IBM Cloud Docs
Bootstrapping annotation

Bootstrapping annotation

Simplify the job of the human annotator by pre-annotating the documents in a workspace. A pre-annotator is a Knowledge Studio dictionary, rule-based model, or machine learning model that you can run to find and annotate mentions automatically.

Pre-annotation makes the job of human annotators easier because it covers the straightforward annotations, and gets the job of annotating the documents underway.

The method that you use to pre-annotate documents in no way restricts the ways that you can use the resulting model. For example, just because you use the Natural Language Understanding service to pre-annotate documents does not mean you must deploy the final machine learning model that you build to the Natural Language Understanding service.

Pre-annotation methods

The following pre-annotators are available:

  • Dictionary

    Uses a dictionary of terms that you provide and associate with an entity type to find mentions of that entity type in the documents. This choice is best for fields with unique or specialized terminology because this pre-annotator does not analyze the context in which the term is used in the way a machine learning pre-annotator does; it instead relies on the term being distinct enough to have a decipherable meaning regardless of the context in which it is used. For example, it is easier to recognize asbestos as a mineral entity type than to determine the entity type of squash, which can refer to a vegetable, a sport, or a verb meaning to crush something.

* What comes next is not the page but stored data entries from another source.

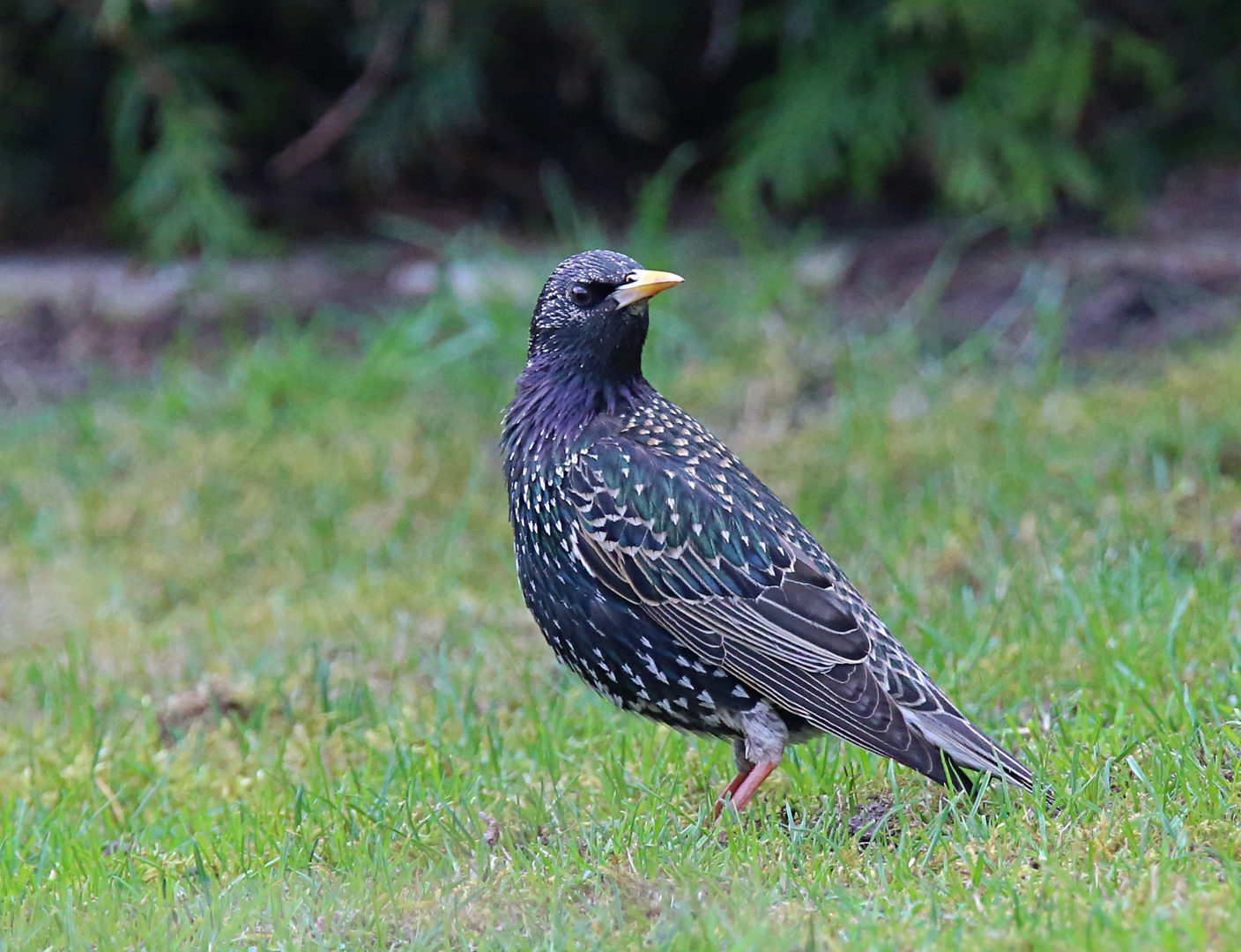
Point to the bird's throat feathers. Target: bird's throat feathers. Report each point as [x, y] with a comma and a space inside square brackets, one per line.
[555, 407]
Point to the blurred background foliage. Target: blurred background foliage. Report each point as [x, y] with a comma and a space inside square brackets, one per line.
[218, 125]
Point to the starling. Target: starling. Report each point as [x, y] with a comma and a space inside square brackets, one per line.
[674, 583]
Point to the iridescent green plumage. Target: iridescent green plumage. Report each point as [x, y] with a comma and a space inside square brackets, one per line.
[678, 584]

    Dictionary pre-annotators do not recognize entity subtypes. Human annotators can specify entity subtypes for each pre-annotated mention by working on an annotation task with the pre-annotated document.

  • Machine learning

    Uses a machine learning model to automatically annotate documents. This option is only available to you if you have created a machine learning model with Knowledge Studio already. If you add a document set, you can run the machine learning annotator that you created previously to pre-annotate the new documents. If the new set of documents is similar to the documents that were used to train the machine learning annotator originally, then this is probably your best choice for pre-annotation.

  • Rule

    Uses a rule-based model to automatically annotate documents. This option is only available if you have created a rule-based model with Knowledge Studio already. If your documents contain common patterns of tokens from which you can derive meaning, this model might be a good choice. It can incorporate some of the function of the dictionary pre-annotator if you enable it, by identifying class types for dictionary terms that it finds in the documents also.

Alternatively, you can upload already-annotated documents, and use them to start training the machine learning model. You cannot run a pre-annotator on annotated documents that you upload or the existing annotations will be stripped from the documents and replaced with annotations produced by the pre-annotator only.

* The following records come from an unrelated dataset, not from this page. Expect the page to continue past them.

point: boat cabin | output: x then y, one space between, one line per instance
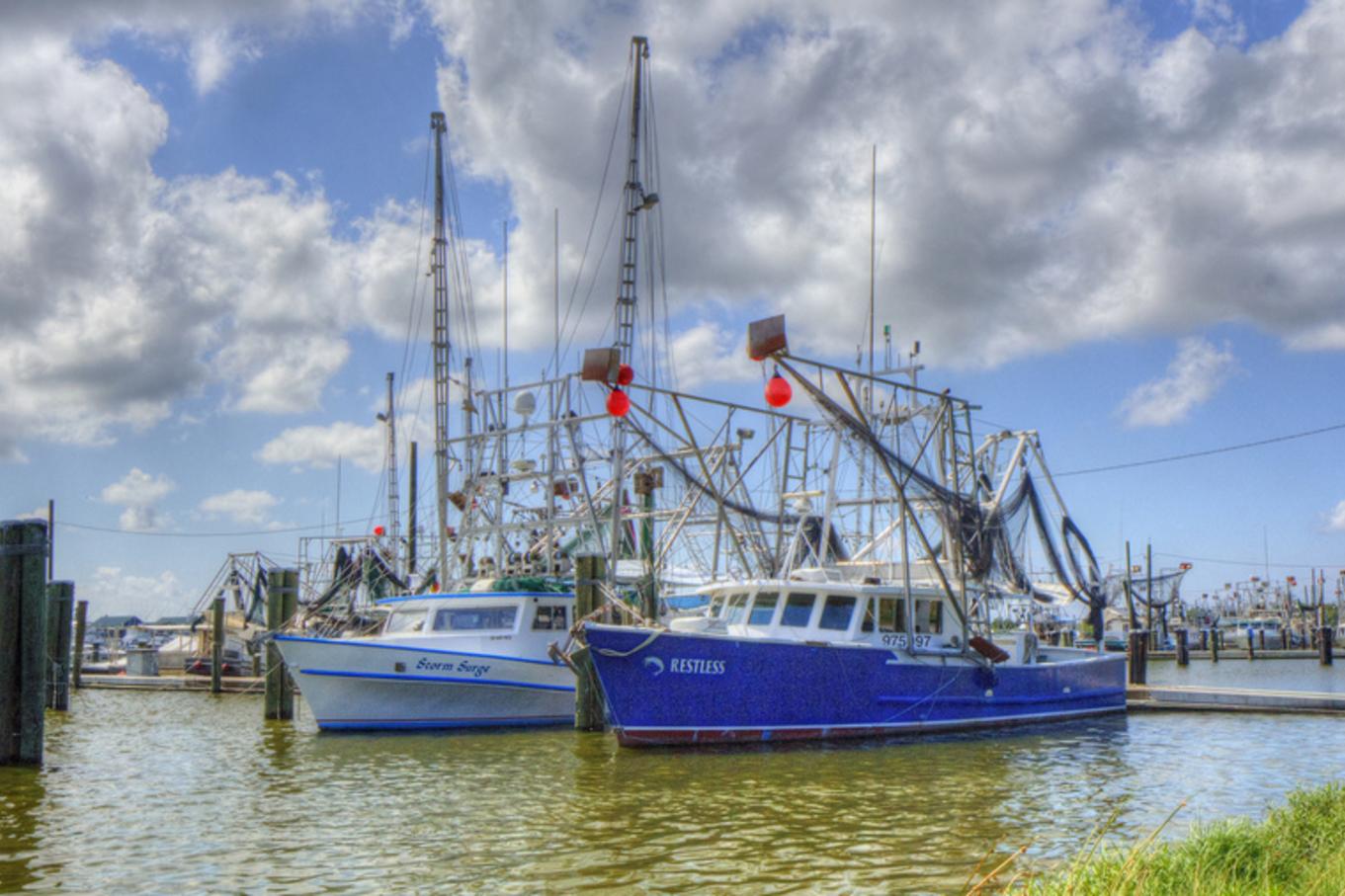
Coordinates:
477 615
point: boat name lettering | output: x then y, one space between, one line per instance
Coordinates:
464 666
696 666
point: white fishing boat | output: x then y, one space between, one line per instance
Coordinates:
442 661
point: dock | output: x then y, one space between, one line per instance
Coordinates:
231 684
1191 698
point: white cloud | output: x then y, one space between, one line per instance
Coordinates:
1336 520
138 495
1193 377
320 447
114 591
241 505
707 353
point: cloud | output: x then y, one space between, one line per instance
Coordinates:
1047 175
1193 377
321 447
241 505
707 353
115 591
138 495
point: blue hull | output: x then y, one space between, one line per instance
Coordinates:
688 688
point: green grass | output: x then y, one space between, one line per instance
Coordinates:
1300 850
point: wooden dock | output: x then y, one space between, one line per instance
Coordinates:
230 684
1189 698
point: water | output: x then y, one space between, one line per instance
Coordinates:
172 792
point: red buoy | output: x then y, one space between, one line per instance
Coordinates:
618 404
778 391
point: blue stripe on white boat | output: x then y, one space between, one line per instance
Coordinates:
498 683
413 649
465 595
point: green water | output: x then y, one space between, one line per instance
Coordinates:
172 792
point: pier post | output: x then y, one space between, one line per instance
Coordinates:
282 603
77 658
216 645
60 598
588 694
23 639
1138 657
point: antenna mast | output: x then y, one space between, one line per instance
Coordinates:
439 271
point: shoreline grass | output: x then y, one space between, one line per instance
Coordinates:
1297 850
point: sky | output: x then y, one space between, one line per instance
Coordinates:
1118 223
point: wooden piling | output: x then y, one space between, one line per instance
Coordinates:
216 646
282 603
77 658
1138 654
60 598
23 639
589 572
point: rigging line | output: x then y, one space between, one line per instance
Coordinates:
1255 564
1204 453
208 534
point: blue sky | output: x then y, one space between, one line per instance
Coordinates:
1115 223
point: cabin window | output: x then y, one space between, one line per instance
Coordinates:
837 612
405 620
798 610
763 609
886 613
475 617
930 616
734 610
548 619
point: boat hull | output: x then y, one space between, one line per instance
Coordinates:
679 688
361 685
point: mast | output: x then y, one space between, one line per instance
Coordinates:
393 494
636 201
439 271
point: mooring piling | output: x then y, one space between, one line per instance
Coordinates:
23 639
77 655
1138 657
60 598
589 571
216 646
282 605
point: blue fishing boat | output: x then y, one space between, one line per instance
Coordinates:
789 659
876 616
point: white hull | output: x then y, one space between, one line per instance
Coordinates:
370 684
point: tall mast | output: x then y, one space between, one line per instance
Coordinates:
394 529
439 270
636 201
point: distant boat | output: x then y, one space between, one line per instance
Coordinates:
442 661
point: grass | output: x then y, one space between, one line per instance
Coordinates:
1299 850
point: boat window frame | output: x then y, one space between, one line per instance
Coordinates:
849 616
790 603
756 599
452 611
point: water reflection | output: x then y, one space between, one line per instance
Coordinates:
209 796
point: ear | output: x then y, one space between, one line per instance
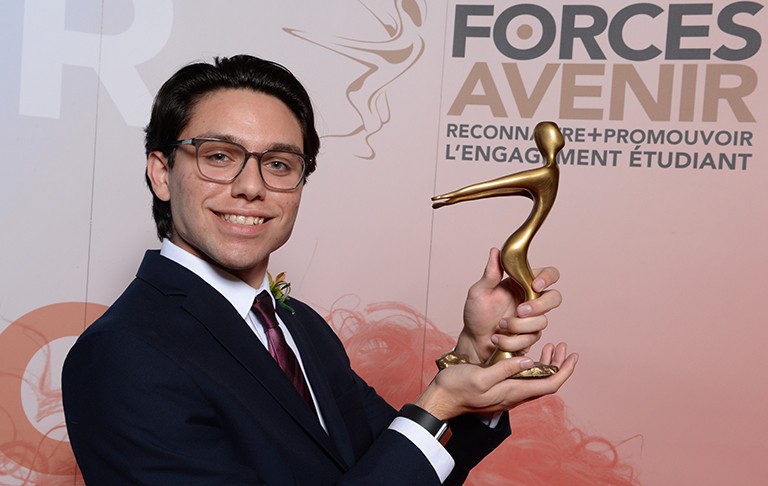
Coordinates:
157 172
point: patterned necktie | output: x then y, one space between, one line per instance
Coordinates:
278 347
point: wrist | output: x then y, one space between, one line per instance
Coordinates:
429 422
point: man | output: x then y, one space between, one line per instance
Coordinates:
186 378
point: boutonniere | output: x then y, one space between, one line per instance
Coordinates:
280 290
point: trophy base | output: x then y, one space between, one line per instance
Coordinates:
539 370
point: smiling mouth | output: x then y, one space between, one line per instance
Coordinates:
239 219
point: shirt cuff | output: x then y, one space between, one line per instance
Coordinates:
438 457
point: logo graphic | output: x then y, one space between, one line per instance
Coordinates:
384 60
33 443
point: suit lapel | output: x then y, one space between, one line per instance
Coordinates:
227 327
313 365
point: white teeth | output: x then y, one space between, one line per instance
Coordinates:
245 220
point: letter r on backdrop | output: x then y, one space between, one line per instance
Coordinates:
48 46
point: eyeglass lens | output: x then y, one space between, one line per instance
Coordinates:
222 161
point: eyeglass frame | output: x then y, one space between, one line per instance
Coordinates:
194 141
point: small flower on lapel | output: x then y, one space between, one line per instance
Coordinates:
280 290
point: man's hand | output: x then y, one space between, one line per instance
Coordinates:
492 317
469 388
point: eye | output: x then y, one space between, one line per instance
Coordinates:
219 153
281 162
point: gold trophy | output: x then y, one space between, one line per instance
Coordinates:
540 186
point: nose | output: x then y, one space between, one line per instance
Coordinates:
249 183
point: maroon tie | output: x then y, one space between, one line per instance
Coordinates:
278 347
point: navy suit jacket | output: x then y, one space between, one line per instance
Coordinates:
171 387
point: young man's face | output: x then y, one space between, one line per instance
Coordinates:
203 211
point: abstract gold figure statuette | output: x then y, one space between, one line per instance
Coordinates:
539 185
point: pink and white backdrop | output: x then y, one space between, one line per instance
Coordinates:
659 229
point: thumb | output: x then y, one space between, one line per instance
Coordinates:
493 273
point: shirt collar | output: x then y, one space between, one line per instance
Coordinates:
238 293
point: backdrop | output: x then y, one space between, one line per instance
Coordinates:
659 228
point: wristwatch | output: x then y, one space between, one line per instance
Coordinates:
432 424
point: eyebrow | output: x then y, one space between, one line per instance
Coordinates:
282 146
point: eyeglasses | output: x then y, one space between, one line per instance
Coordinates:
222 161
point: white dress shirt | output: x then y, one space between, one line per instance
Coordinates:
242 295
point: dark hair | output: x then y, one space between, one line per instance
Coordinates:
178 97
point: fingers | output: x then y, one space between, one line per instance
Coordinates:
493 273
551 299
544 277
516 342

You can run a pre-annotator on documents that were added to the ground truth as part of the current workspace. Annotations that were added to the documents, reviewed, accepted, and promoted to ground truth within the current workspace are not stripped out.

Running multiple pre-annotators

Knowledge Studio allows you to run multiple pre-annotators at once. First, you need to prepare the pre-annotation methods that you want to use. For more information, see the following sections.

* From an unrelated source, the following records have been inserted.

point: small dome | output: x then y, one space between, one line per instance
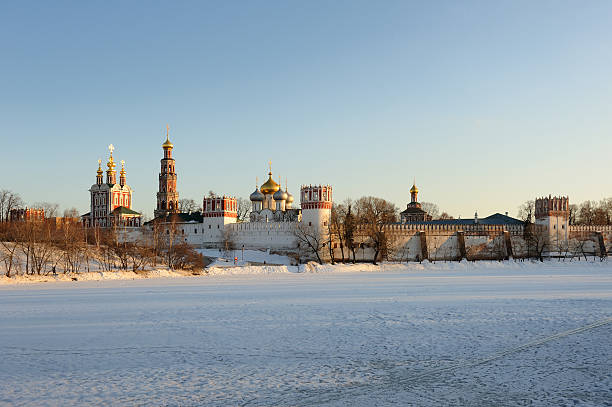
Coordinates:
270 186
167 144
256 196
280 195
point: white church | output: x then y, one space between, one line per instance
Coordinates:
272 223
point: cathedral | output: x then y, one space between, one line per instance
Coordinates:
111 202
272 222
271 203
414 212
276 224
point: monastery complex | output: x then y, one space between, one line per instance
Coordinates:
278 225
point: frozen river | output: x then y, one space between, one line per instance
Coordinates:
531 336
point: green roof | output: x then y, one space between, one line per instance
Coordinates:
122 210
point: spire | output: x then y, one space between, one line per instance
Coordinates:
110 172
122 174
167 144
99 173
414 191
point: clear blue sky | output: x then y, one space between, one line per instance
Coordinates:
487 104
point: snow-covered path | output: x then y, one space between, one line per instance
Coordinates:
481 337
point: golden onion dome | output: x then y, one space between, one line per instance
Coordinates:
270 186
167 144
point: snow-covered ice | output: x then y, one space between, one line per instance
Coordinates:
443 334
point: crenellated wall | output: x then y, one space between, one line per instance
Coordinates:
414 242
598 239
257 235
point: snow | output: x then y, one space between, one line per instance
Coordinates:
483 333
249 257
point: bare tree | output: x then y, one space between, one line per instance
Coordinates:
9 201
573 214
310 239
526 211
536 238
350 227
9 245
72 247
243 209
71 213
229 243
337 228
50 208
374 214
586 213
188 205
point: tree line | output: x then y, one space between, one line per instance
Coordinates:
44 247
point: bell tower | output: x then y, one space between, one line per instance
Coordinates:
167 197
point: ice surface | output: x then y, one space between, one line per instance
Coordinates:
390 337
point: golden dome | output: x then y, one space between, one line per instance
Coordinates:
111 163
270 186
167 144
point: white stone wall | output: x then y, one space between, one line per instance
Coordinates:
263 235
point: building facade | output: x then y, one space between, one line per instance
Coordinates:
167 195
111 201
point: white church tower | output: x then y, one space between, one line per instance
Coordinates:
217 212
552 213
316 202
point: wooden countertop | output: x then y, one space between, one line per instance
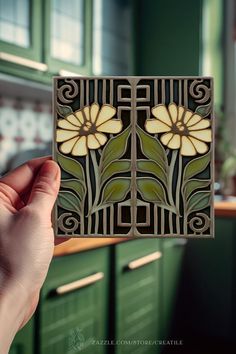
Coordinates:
225 209
78 245
222 209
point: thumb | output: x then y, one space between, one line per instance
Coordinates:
45 188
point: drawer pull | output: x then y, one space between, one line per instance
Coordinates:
23 61
79 284
137 263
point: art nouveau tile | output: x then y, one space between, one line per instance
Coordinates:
136 155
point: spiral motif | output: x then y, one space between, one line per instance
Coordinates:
199 223
199 91
67 92
68 223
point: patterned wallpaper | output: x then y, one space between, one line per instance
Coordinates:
25 131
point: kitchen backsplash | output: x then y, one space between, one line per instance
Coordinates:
25 131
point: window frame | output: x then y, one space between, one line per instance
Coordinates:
55 66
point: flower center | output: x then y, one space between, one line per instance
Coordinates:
180 128
87 128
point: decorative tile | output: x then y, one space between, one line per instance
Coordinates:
136 156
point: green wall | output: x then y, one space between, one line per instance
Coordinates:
167 37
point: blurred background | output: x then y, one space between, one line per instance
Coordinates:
189 293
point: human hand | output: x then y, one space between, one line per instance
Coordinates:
27 196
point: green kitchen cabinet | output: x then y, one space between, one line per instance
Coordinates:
207 302
68 36
24 340
73 306
137 295
172 269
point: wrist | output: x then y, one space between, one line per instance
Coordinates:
13 303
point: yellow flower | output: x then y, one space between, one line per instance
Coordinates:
184 129
83 129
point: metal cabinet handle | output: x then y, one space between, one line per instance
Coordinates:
140 262
79 284
23 61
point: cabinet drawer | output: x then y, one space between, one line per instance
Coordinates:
137 289
173 253
73 304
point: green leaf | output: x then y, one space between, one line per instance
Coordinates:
63 111
152 191
152 148
199 201
193 184
75 185
71 166
68 201
204 110
152 167
196 166
115 190
115 148
114 167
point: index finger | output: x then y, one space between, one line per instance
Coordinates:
21 178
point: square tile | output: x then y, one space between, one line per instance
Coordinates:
136 156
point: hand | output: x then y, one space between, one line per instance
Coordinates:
27 196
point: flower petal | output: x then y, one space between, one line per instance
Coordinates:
174 143
200 146
161 113
72 119
94 112
64 124
101 138
63 135
204 135
67 146
79 116
165 138
93 143
187 148
204 123
86 112
173 112
111 126
193 120
156 126
106 112
80 148
187 115
180 113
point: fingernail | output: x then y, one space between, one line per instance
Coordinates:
49 169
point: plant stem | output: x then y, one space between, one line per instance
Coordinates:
89 194
170 177
97 178
170 187
178 194
97 188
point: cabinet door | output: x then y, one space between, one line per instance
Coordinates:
24 340
68 36
20 33
173 251
137 290
72 312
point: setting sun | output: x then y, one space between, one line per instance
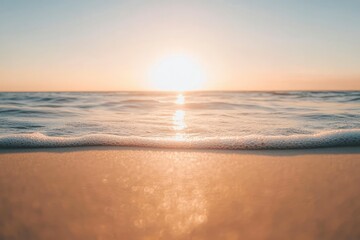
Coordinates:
177 73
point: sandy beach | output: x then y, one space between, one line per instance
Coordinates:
119 193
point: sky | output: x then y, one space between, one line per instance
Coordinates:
89 45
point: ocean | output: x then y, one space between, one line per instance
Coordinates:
196 120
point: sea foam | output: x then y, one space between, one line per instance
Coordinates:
338 138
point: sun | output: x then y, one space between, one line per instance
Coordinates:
177 73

Configuring the order of pre-annotators

When multiple pre-annotators are used, the first annotation made to a span of text is saved for the results, even if other pre-annotators attempt to annotate the same span of text later in the order. This doesn't apply to human annotations, which are preserved regardless of pre-annotation order.

For example, consider the example text IBM Watson. If a dictionary that is first in the order labels IBM as an Organization entity type, a machine learning model that is second in the order can't annotate IBM Watson as a Software Brand entity type because that would override the earlier annotation made to IBM.

You can view the current order of pre-annotators in the Order column on the Machine Learning Model > Pre-annotation page. To change the order, complete the following steps.

  1. Click Order Settings.
  2. Click the Move up and Move down arrow** buttons to move pre-annotation methods earlier or later in the order.
  3. Click Save.
  4. Double check the Order column on the Pre-annotation page to make sure that it matches the order that you want.

Run pre-annotators

  1. After your pre-annotation methods are prepared and you have configured the order of your pre-annotators, click Run Pre-annotators.
  2. Select the pre-annotators that you want to use, and then click Next.
  3. If you want to erase existing annotations made by pre-annotators before running the pre-annotator, select Wipe previous pre-annotation results. Human annotations are preserved even if this is selected.
  4. Select the document sets that you want to pre-annotate.
  5. Click Run.

Pre-annotating documents with a dictionary

To help human annotators get started with their annotation tasks, you can create a dictionary and use it to pre-annotate documents that you add to the corpus.

About this task

When a human annotator begins work on documents that were pre-annotated, it is likely that a number of mentions will already be marked by entity types based on the dictionary entries. The human annotator can change or remove the pre-annotated entity types and assign entity types to unannotated mentions. Pre-annotation by a dictionary does not annotate relations, coreferences. Relations and coreferences must be annotated by human annotators.

This task shows how to create a dictionary that is editable. If you want to upload and pre-annotate your documents with a read-only dictionary, click the Menu icon next to the Create Dictionary button. Select Upload Dictionary.

Procedure

To create an editable dictionary and pre-annotate documents, follow these steps:

  1. Log in as a Knowledge Studio administrator and select your workspace.

  2. Select the Assets > Dictionaries page.

  3. Click Create Dictionary, enter a name, and then click Save.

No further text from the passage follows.